During a debate in the House of Commons in April 2021, Badenoch criticised the Labour Party’s response to a report compiled by the Commission on Race and Ethnic Disparities which had declared Britain was not institutionally racist.
Labour had described the report as “cherry-picking of data”, while the party’s former frontbench MP Dawn Butler claimed the report was “gaslighting on a national scale”, describing those who put it together as “racial gatekeepers.”
Badenoch accused Labour of “wilful misrepresentations” over the report and responded to Butler’s comments by stating “It is wrong to accuse those who argue for a different approach as being racism deniers or race traitors.

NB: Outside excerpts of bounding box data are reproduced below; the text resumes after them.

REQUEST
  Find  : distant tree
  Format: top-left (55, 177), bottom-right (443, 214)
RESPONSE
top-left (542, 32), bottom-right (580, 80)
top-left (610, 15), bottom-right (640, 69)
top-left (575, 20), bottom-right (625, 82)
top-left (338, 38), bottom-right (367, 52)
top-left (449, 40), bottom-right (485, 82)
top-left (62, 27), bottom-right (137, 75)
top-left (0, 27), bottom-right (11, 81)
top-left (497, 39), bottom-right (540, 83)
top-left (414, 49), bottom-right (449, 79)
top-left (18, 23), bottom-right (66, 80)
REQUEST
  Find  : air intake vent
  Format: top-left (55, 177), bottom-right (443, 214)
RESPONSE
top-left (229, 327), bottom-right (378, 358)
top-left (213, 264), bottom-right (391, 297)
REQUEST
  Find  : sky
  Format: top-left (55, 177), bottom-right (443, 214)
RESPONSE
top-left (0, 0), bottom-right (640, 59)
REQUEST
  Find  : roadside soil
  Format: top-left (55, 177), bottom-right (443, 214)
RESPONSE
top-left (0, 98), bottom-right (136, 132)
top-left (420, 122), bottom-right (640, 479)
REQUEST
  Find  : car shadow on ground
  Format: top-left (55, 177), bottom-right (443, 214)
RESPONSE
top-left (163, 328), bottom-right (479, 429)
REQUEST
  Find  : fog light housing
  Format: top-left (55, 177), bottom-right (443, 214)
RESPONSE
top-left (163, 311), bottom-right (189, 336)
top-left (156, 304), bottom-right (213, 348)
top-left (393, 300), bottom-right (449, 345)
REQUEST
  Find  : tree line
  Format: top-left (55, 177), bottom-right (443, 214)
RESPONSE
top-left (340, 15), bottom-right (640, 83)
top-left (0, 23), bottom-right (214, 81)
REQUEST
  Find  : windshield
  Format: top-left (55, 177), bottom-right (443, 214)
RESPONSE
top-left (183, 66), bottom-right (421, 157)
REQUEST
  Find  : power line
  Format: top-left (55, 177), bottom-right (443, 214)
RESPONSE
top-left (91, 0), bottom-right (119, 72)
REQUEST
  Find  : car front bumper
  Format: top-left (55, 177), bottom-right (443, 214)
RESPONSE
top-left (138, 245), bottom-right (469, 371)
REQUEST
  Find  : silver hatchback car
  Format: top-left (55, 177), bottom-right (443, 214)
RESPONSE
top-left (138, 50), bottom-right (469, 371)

It’s even more irresponsible, dangerously so, to call ethnic minority people racial slurs like Uncle Toms, coconuts, house slaves or house negroes for daring to think differently.”
In a government reshuffle in September 2021, Badenoch was promoted to Minister of State for Equalities and appointed Minister of State for Housing, Communities and Local Government.

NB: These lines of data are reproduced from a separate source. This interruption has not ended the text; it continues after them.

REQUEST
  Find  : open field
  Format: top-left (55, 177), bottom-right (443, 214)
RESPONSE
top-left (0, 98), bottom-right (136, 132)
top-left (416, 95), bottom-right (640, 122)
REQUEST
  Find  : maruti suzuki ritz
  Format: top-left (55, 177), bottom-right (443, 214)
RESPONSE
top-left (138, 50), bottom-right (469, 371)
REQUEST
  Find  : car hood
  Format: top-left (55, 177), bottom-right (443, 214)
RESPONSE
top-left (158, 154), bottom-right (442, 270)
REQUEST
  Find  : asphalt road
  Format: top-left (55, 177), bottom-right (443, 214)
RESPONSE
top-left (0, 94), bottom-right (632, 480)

Shortly after her appointments, Vice News said they had received leaked audio from 2018 in which Badenoch mocked gay marriage, referred to trans women as “men” and used the term transsexual which is considered offensive by many trans people.
Within days of her appointment, her title of Minister of State for Housing, Communities and Local Government was changed to Minister of State for Levelling Up Communities.
On 6 July 2022, Badenoch resigned from government, citing Boris Johnson’s handling of the Chris Pincher scandal, in a joint statement with fellow Ministers Alex Burghart, Neil O’Brien, Lee Rowley and Julia Lopez.
Two days later she launched a bid to replace Johnson as Conservative party leader.
She made the announcement in an article for The Times in which she said she wanted to “tell the truth” and advocated “strong but limited government”.
She called the target of net zero carbon emissions “ill-thought through” and said that politicians had become “hooked on the idea of the state fixing the majority of problems”. She launched her campaign at an event held on 12 July.
Kemi Personal Life
Kemi Badenoch is married to Hamish Badenoch; they have two daughters and a son.
Hamish works for Deutsche Bank and was a Conservative councillor from 2014 to 2018 on Merton London Borough Council, representing Wimbledon Village.
He also unsuccessfully contested Foyle for the Northern Ireland Conservatives at the 2015 general election.
Badenoch was a board member of the Charlton Triangle Homes housing association until 2016, and was also a school governor at St Thomas the Apostle College in Southwark, and the Jubilee Primary School.
Badenoch describes herself as a cultural Christian and notes that her maternal grandfather was a Methodist minister in Nigeria.
Badenoch’s father Femi died in February 2022 and she took bereavement leave from her ministerial duties for a brief period.
Kemi Badenoch Net Worth
Kemi Badenoch is a British politician who has served as Member of Parliament (MP) for Saffron Walden since 2017. She has an estimated net worth of $3 millions.